The results of this study provide evidence that the addition of Spirulina platensis (SP) to the diet of laying hens has a significant impact. SP, especially at levels of 2.5 g/kg and 5 g/kg, enhanced egg weight and egg mass and enhanced the quality of albumen, yolk color, and eggshell strength. Furthermore, SP exhibited hepatoprotective effects and promoted protein synthesis without any adverse effects on metabolic health or kidney functions. Significantly, the addition of SP also effectively maintained the quality of eggs during storage, by preserving the integrity of the albumen and improving the coloration of the yolk and the strength of the shell. Therefore, based on our findings, the optimum inclusion levels of SP for laying hens are 2.5 g/kg and 5 g/kg. These levels provided significant improvements in egg production and quality during the mid-stages of laying.
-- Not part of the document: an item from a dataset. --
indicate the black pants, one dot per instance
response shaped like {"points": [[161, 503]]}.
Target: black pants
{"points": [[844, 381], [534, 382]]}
In conclusion, adding SP as a dietary supplement enhances productivity, egg quality, egg shelf life, and the health of laying hens, thereby allowing more sustainable and efficient poultry production.

Author Contributions

Conceptualization, M.S., A.A.A.A.-W. and J.L.; methodology, M.S., A.A.A.A.-W., S.F. and J.L.; formal analysis, A.A.A.A.-W. and M.S.; investigation, A.A.A.A.-W., M.S. and K.G.S.; resources, C.D.G., A.M.W.A. and K.G.S.; data curation, A.A.A.A.-W. and M.S.; writing—original draft preparation, M.S.; writing—review and editing, M.S., A.A.A.A.-W., S.F. and J.L.; visualization, M.S.; supervision, J.L.; project administration, M.S., A.A.A.A.-W. and J.L.; funding acquisition, J.L. All authors have read and agreed to the published version of the manuscript.

Funding

Funding received from the USDA-NIFA-Evans Allen grant with Accession Number #7004964 for this microalgae research is gratefully acknowledged. We also acknowledge partial funding support from USDA-NIFA-Capacity Building grant #2023-38821-39977.

Institutional Review Board Statement

The animal study protocol was approved by the Institutional Animal Care and Use Committee (IACUC) of Prairie View A&M University, Prairie View, TX (IACUC protocol number AUP# 2023-046).

Informed Consent Statement

Not applicable.

Data Availability Statement

The supporting data of this study are available within the article.

Acknowledgments

The authors would like to thank all the Cooperative Agricultural Research Center (CARC) staff for their support. Financial support provided by the Science & Technology Development Fund of Egypt (STDF-US-J102) to research scholar Ahmed A. A. Abdel-Wareth during his visit in cooperation with Jayant Lohakare at Prairie View A&M University, Prairie View, Texas, USA is gratefully acknowledged. We also sincerely thank The Algae Foundation and Cynthia and George Mitchell Foundation for their invaluable cooperation, and Earthrise Nutritional LLC, California, for their generous provision of Spirulina platensis for this study.

Conflicts of Interest

The authors declare no conflicts of interest.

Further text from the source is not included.